A study carried out by the Environmental Agency in United Kingdom has compared seven types of carrier bags, designed for a multiple uses. The impacts from the number of bags required to carry one month’s shopping and the number of times each were used to reduce its global warming potential to below that for conventional HDPE plastic bag or lightweight carrier made from high-density polyethylene (HDPE) were considered. Other impacts, such as resource depletion, acidification, eutrophication, human toxicity, fresh water, marine aquatic, terrestrial eco-toxicity and photochemical oxidation (smog formation) were also considered.
What are among of their key findings?
Despite common misconceptions, plastic bags are one of the most environmentally friendly options at checkout and alternatives which were seemingly “greener”, such as reusable cotton bags, actually placed a greater burden on the environment as they require more natural resources to produce and transport.
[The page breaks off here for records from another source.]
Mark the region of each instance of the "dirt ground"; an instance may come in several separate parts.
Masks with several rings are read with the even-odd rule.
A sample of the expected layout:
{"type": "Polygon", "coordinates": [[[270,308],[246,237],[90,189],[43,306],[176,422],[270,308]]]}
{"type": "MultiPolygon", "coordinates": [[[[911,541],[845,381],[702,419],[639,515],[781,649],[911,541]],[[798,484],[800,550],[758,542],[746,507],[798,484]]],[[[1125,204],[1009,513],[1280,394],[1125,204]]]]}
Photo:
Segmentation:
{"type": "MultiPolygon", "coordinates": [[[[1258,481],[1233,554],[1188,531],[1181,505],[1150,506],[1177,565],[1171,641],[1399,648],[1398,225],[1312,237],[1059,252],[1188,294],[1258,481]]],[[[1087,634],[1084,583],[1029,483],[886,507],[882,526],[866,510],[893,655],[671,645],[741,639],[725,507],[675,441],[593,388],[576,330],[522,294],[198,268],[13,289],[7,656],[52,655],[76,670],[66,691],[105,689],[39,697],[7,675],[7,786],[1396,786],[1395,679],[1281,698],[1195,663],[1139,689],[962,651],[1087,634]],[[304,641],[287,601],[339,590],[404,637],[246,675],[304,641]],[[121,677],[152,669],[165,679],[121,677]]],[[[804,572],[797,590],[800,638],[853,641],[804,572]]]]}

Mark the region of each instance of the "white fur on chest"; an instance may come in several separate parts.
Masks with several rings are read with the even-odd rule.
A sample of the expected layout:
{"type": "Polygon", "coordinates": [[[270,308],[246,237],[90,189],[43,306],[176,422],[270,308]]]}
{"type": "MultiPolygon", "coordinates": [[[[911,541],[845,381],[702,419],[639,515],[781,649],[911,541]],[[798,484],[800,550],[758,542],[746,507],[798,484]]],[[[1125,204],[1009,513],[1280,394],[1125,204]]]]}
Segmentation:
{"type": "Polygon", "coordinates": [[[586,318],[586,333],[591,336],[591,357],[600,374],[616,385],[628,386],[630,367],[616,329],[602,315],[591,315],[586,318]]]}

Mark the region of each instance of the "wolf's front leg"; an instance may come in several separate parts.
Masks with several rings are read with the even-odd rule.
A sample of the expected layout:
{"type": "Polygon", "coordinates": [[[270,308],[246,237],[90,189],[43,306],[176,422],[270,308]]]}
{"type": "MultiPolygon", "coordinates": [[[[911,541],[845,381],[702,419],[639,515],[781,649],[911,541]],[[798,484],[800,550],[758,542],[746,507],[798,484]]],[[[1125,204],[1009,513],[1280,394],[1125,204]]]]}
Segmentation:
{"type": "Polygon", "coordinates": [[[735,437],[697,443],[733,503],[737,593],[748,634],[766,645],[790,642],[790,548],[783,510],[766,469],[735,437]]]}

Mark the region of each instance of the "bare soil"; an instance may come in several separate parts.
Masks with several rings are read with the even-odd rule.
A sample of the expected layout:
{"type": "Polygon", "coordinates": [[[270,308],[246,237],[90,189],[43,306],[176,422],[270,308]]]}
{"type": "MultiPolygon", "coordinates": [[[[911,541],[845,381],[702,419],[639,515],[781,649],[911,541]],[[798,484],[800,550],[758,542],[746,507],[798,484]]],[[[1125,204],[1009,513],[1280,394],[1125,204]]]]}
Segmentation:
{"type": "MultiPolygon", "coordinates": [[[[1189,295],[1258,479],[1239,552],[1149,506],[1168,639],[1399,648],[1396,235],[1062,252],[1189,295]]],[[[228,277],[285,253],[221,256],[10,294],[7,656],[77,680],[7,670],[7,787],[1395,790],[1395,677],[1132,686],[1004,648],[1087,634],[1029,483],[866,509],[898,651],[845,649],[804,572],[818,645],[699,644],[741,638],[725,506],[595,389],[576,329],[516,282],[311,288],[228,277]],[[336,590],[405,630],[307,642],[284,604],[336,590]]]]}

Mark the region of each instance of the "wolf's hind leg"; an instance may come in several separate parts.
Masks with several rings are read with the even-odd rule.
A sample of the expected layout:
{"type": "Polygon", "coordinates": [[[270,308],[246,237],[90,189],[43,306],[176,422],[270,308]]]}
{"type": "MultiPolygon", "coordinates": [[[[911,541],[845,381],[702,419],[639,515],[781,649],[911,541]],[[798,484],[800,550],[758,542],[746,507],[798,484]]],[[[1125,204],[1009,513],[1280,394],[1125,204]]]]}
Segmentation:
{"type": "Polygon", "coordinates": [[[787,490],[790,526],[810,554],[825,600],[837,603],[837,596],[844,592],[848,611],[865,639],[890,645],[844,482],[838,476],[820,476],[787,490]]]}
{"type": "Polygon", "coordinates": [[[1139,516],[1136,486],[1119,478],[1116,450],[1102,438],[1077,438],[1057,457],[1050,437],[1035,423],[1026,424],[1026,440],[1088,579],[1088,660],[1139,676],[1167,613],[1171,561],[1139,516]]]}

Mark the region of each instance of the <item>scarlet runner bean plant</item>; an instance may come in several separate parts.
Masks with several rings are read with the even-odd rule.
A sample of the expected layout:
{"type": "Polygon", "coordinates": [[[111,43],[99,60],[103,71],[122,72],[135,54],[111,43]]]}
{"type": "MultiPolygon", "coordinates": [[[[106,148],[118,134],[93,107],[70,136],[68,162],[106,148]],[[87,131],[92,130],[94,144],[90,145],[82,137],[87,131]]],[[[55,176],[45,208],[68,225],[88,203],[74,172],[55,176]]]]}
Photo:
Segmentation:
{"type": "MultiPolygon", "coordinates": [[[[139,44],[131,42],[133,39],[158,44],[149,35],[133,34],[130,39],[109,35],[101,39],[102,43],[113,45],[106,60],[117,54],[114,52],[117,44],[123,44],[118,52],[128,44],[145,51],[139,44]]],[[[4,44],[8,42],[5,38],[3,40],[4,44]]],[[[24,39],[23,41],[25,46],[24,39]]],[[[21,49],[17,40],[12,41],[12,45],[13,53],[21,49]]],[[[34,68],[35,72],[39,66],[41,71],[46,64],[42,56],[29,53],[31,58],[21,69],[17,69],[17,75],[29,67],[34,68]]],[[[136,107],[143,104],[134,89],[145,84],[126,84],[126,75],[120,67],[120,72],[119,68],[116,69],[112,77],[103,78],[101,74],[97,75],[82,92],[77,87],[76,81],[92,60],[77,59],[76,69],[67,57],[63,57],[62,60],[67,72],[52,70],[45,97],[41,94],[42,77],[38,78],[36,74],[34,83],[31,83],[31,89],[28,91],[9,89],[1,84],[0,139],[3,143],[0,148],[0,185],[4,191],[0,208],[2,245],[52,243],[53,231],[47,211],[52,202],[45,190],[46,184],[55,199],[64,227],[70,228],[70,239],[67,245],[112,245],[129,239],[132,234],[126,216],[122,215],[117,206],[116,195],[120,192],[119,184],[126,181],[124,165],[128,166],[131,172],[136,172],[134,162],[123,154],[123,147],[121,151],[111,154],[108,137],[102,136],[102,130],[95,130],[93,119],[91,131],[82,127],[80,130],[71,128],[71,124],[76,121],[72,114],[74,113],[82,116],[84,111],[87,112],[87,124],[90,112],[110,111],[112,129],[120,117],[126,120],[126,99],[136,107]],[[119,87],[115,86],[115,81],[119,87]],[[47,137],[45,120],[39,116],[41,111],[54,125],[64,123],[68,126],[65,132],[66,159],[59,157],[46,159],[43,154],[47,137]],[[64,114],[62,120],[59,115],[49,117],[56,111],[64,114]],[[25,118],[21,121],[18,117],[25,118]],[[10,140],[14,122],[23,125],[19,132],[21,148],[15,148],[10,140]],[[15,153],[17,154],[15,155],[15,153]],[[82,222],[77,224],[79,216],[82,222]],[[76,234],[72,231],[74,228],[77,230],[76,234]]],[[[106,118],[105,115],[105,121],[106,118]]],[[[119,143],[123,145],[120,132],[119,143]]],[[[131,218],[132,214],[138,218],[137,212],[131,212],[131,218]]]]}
To be precise:
- Standard reusable cotton grocery bags must be reused 131 times “to ensure that they have lower global warming potential than” a plastic bag used only once;
- It would take 7.5 years of using the same cloth bag (assuming one grocery trip per week) before it’s a better option for the environment than a plastic bag reused three times.
- The paper, LDPE (low-density polyethylene), non-woven polypropylene (PP) and cotton bags should be reused at least 3, 4, 11 and 131 times respectively to ensure that they have lower global warming potential than conventional HDPE carrier bags that are not reused.
As for the conclusion, we can safely say that actual environmental impact of carrier bags is dominated by resource use and production stages. Regardless of what type of bags, the key to reduce the impact is to reuse it as many times and as responsibly as possible.
I am not questioning the well-intentioned policy to save the environment. But based on these findings, I would like to propose to all states and federal territories in the country to apply the LCA technique and revise some if not all of their environmental policies accordingly.
* Noor Amin Ahmad is executive director of the Institute for Leadership and Development Studies (LEAD). He holds a bachelor’s degree in Forestry Science from University Putra Malaysia.
** This is the personal opinion of the writer and does not necessarily represent the views of Malay Mail Online.